Crystal Pite’s career has skyrocketed since she created her last work for The National Ballet of Canada, Emergence in 2009. Top companies around the world have commissioned her for exciting creations of their own and she has received international acclaim for her visionary artistry. It is enormously gratifying to see this talented Canadian artist working at the forefront of contemporary dance. I am so pleased she has returned to The National Ballet of Canada with an exciting new creation.

Angels’ Atlas
Crystal’s inspiration for her new work came from the experiments her partner and set designer Jay Gower Taylor and has done to deliver reflective light to a surface, creating a mercurial and ephemeral quality that struck her as analogous to the art of dance. Working with lighting designer Tom Visser, they've been discovering a myriad of ways to deliver light to a surface. Her hope, she says, is to present something that has “a fierce pulse of life” – that shows how vital and alive we are even in a “state of disappearing.” I am so looking forward to seeing what she and the dancers have created together!


Chroma
The National Ballet first performed Wayne McGregor’s Chroma in 2010, giving audiences an unforgettable introduction to his kinetic style. The work is an absolute thrill to watch, with a high-octane score from Joby Talbot featuring arrangements of songs by American rock duo The White Stripes. By definition, “chroma” suggests the purity or saturation of a colour – its freedom from white. The dancers assume this quality of chroma as they perform in relief against minimalist white sets designed by renowned architect John Pawson.


Marguerite and Armand
Based on the 19th century novel La Dame aux camélias by Alexandre Dumas, Marguerite and Armand tells the story of a dying courtesan who reunites with her forbidden young lover Armand.
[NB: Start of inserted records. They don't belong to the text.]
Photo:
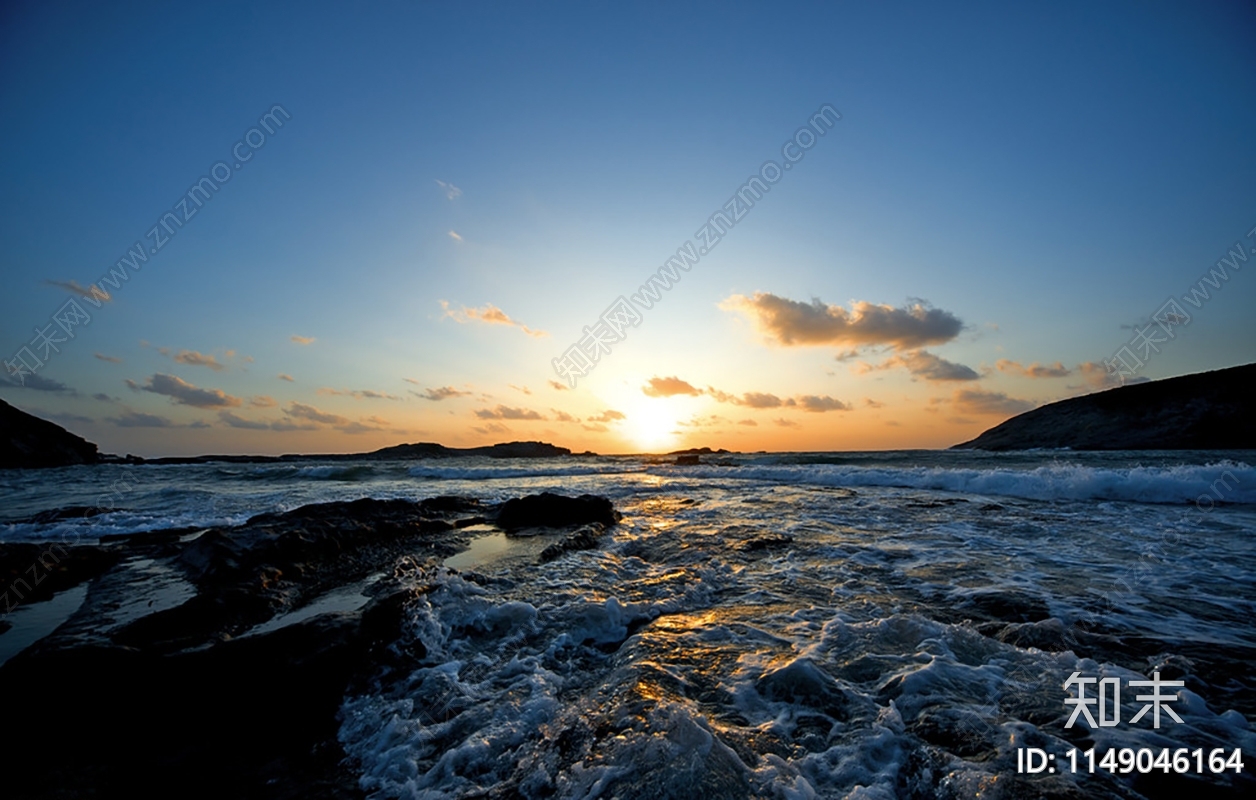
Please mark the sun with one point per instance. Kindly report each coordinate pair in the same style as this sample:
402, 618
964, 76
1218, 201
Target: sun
652, 426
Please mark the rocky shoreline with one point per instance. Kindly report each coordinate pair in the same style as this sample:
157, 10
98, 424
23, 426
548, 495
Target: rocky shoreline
225, 653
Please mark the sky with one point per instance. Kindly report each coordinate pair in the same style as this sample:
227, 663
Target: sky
332, 227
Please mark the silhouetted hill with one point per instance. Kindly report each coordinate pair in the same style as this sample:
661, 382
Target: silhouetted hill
1205, 411
28, 442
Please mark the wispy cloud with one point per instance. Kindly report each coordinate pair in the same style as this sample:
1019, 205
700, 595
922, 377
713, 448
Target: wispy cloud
490, 315
977, 402
925, 364
40, 383
673, 386
815, 403
199, 359
440, 393
1034, 371
609, 415
185, 393
451, 191
73, 286
791, 323
668, 387
506, 412
260, 425
138, 420
358, 393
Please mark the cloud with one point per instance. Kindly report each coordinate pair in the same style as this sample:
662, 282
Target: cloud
927, 366
185, 393
73, 286
199, 359
440, 393
358, 393
976, 402
65, 418
240, 422
40, 383
757, 400
819, 405
1034, 371
490, 315
668, 387
137, 420
506, 412
302, 411
608, 416
451, 191
791, 323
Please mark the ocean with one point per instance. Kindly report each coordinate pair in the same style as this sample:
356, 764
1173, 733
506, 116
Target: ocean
874, 624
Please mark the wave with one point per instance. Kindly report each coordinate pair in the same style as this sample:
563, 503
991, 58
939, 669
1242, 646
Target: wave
487, 474
1206, 485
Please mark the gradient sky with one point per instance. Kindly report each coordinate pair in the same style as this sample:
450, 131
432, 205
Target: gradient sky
1010, 195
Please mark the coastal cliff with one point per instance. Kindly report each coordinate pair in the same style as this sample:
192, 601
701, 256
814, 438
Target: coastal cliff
29, 442
1202, 411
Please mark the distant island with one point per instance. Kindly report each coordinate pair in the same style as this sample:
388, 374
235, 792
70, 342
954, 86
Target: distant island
1203, 411
28, 442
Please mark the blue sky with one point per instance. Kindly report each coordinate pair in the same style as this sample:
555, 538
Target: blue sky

Frederick Ashton created the ballet in 1963 as an ode to the legendary partnership of Margot Fonteyn and Rudolf Nureyev, who were the only dancers to perform it in their lifetimes. It was not until 2003 that the roles opened to other accomplished dancers, now including our own Greta Hodgkinson. It is so rewarding to honour Greta as she retires as Principal Dancer with a role that showcases her artistry, technique and musicality to their fullest and in a work that holds such meaning within the dance world she cherishes.


Angels' Atlas & Chroma & Marguerite and Armand are onstage February 29 – March 7, 2020.